The piece, “Humane Society Probes Put Pressure on Firms” by the paper’s Jane Zhang, recounts the impact of our investigation into the now infamous Hallmark/Westland Meat Co. as just the latest example of our work to spur industry reforms:
In recent years, a range of businesses have felt the squeeze from the organization, which is separate from local humane societies that deal mostly with animal rescues and pet adoptions. In the fashion industry, Tommy Hilfiger Group and others pulled garments from the marketplace last year after the Humane Society found that the trimming on some apparel was dog fur labeled as faux fur or as other animal fur. A spokesman for Tommy Hilfiger says the company’s garments are now free of animal furs, starting with the spring collection.
When several other companies, including Neiman Marcus Group and Macy’s Inc., didn’t act as quickly, the Humane Society filed a complaint last year with the Federal Trade Commission. An FTC spokeswoman declined to comment.
And on her broadcast today, Oprah Winfrey addresses the puppy mill crisis in America. I was a guest on the show, and I suspect that part of the reason The HSUS was invited to participate was that our investigators have conducted three recent operations to expose different elements of the puppy mill industry.
Our work toward corporate policy reforms is also mentioned in Jane Zhang’s WSJ story:
Faced with a Humane Society campaign, some businesses have negotiated big changes. In 2006, the organization alerted Ben & Jerry’s, a unit of Unilever, to a video detailing the harsh treatment of hens by an egg supplier. The group demanded the ice-cream maker switch to eggs from cage-free hens, and within weeks, Ben & Jerry’s was inundated with calls and emails from Humane Society supporters.
Our investigations focus on exposing abuse (such as the puppy mill investigations), often as a catalyst for public policy reforms. The investigations are also undertaken to pressure corporate actors to do better.
Responding to the wishes of mainstream America and to the ethical imperatives that The HSUS highlights, many of the nation’s leading corporations have set an example and become leaders in reforming to improve animal welfare. Yet others still cling to outmoded or inhumane practices. It is precisely for the latter circumstance that our Investigations unit stands at the ready—along with the other machinery we bring to the battles that must be waged.
Today, I also want to say a word about Martin Luther King, Jr., on the anniversary of his assassination 40 years ago today.

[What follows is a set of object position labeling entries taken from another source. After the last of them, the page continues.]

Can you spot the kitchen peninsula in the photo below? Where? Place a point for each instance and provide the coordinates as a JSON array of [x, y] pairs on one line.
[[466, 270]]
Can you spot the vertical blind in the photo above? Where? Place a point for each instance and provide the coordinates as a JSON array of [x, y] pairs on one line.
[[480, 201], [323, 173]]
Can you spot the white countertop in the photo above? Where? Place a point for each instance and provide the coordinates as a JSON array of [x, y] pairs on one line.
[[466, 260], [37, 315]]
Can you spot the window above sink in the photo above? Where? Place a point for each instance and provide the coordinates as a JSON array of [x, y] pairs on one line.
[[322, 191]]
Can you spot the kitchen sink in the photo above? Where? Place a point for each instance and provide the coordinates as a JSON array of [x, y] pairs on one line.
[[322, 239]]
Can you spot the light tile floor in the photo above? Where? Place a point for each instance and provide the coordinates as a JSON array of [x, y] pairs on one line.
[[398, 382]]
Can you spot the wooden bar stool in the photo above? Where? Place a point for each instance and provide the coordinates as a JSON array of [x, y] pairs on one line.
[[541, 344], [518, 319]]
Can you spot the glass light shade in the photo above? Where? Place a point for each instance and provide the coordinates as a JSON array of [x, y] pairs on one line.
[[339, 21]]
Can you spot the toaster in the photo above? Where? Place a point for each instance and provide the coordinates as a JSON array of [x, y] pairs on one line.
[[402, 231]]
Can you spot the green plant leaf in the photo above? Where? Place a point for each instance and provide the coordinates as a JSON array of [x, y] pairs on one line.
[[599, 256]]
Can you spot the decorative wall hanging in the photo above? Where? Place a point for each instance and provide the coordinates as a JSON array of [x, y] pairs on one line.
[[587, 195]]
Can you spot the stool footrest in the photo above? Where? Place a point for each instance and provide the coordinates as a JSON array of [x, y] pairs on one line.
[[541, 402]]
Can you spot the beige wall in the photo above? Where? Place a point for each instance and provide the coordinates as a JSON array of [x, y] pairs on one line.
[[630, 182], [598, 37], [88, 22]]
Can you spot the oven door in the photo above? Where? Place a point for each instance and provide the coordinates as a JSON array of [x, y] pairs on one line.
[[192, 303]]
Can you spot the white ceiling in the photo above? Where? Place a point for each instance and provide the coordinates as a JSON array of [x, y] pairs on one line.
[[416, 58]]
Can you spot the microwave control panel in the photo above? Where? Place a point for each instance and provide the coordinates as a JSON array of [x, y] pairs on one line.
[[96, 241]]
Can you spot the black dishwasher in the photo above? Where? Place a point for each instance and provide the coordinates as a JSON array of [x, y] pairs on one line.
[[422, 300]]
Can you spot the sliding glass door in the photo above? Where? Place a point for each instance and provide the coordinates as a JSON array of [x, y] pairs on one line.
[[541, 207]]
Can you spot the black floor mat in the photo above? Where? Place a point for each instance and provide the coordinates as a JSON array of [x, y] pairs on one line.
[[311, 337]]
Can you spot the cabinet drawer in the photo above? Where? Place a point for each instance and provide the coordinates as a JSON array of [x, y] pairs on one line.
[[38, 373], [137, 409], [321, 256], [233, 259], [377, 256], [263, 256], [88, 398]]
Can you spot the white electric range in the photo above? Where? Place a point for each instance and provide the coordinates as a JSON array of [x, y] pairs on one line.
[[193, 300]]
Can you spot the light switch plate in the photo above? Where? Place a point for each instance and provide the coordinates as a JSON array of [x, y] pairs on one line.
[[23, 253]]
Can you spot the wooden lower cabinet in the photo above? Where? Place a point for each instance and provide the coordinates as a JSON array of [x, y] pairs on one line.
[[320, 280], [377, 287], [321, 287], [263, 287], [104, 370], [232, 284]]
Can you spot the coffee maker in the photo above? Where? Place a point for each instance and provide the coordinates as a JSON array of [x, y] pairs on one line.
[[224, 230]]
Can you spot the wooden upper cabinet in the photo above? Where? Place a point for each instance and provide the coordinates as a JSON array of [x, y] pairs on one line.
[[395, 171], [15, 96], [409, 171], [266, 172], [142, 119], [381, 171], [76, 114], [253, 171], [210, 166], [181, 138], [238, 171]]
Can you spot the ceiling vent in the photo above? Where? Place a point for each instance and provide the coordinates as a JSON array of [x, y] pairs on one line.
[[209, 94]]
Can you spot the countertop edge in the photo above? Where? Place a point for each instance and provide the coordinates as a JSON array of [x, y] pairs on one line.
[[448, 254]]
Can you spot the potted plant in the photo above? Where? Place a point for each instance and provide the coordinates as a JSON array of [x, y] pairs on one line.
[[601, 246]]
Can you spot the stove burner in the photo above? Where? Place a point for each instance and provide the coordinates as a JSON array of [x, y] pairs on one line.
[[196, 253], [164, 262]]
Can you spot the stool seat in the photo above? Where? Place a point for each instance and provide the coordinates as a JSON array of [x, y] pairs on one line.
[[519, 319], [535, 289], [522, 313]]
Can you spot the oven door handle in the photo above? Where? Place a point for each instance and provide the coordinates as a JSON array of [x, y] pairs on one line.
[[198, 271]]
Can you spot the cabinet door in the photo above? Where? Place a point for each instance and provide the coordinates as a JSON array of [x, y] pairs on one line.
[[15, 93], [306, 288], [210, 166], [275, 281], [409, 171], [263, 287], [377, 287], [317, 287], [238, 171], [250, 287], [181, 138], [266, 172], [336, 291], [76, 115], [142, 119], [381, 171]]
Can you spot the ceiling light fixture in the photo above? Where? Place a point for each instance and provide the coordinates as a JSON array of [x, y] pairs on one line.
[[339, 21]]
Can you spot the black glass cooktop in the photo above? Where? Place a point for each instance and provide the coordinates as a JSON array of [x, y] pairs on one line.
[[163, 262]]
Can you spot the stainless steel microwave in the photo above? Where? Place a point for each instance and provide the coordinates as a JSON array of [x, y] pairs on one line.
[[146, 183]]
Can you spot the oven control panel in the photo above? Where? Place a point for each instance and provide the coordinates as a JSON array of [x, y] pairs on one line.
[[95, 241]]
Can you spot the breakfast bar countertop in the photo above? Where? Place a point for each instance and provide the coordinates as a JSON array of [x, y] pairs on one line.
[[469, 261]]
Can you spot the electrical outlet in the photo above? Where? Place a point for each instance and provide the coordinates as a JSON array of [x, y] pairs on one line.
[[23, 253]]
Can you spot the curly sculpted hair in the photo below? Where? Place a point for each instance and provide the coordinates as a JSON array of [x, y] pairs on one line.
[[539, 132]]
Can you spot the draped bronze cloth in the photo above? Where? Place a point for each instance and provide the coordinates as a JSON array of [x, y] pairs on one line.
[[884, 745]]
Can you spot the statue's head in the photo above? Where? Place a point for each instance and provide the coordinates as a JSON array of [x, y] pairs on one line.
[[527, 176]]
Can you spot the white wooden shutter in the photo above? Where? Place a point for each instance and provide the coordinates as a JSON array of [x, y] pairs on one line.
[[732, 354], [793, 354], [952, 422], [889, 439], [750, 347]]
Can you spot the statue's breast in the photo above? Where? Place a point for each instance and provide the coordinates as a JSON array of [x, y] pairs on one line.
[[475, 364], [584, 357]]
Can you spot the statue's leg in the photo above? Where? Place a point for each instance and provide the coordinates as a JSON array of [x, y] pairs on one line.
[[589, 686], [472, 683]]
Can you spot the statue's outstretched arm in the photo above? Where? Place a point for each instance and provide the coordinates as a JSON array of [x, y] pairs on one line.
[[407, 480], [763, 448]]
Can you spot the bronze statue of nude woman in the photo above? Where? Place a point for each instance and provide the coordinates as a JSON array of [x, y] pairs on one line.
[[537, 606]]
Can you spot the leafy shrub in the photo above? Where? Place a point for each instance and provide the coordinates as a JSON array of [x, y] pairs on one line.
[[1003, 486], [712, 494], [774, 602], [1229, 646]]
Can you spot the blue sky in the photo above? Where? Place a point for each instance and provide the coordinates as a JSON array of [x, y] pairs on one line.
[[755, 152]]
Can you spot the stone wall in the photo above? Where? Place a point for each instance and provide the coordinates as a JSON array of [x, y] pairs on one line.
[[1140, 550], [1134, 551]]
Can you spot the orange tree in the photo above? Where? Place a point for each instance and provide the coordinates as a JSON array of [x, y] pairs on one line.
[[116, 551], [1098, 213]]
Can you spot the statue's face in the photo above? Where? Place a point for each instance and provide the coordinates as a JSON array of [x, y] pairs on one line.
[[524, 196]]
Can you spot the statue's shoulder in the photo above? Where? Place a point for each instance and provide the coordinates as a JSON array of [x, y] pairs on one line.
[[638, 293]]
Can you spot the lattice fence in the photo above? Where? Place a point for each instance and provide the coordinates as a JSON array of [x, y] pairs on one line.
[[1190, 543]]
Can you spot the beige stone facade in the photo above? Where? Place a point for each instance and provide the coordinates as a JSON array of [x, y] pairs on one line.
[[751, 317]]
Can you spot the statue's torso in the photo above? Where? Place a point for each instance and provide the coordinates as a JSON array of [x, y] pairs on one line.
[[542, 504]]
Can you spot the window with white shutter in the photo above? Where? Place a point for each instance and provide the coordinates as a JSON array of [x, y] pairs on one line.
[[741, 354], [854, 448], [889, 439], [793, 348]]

The founders of The HSUS set up their new organization in late 1954, just a few weeks after Dr. King was installed as the pastor of Dexter Avenue Baptist Church in Montgomery, Ala. Within a year, the young preacher found himself leading a bus boycott that gained international attention and was the catalyst for the civil rights movement.
The HSUS has always been a place for people of different backgrounds who share the common bond of protecting animals and, we believe, our animal work is grounded in the approach King advocated. We are a non-violent campaigning organization that uses the wide variety of tools of reform acceptable and available in a civil society. On this day, I recall King’s account of the early days in Montgomery: “I insisted that every church member become a registered voter and a member of the NAACP and organized within the church a social and political action committee—designed to keep the congregation intelligently informed on the social, political, and economic situations. The duties of the Social and Political Action Committee were, among others, to keep before the congregation the importance of the NAACP and the necessity of being registered voters, and—during state and national elections—to sponsor forums and mass meetings to discuss the major issues.”
We agree with Dr. King that an engaged and informed citizenry is vital to the success of our own good work. And on this anniversary of his tragic death, we remember him.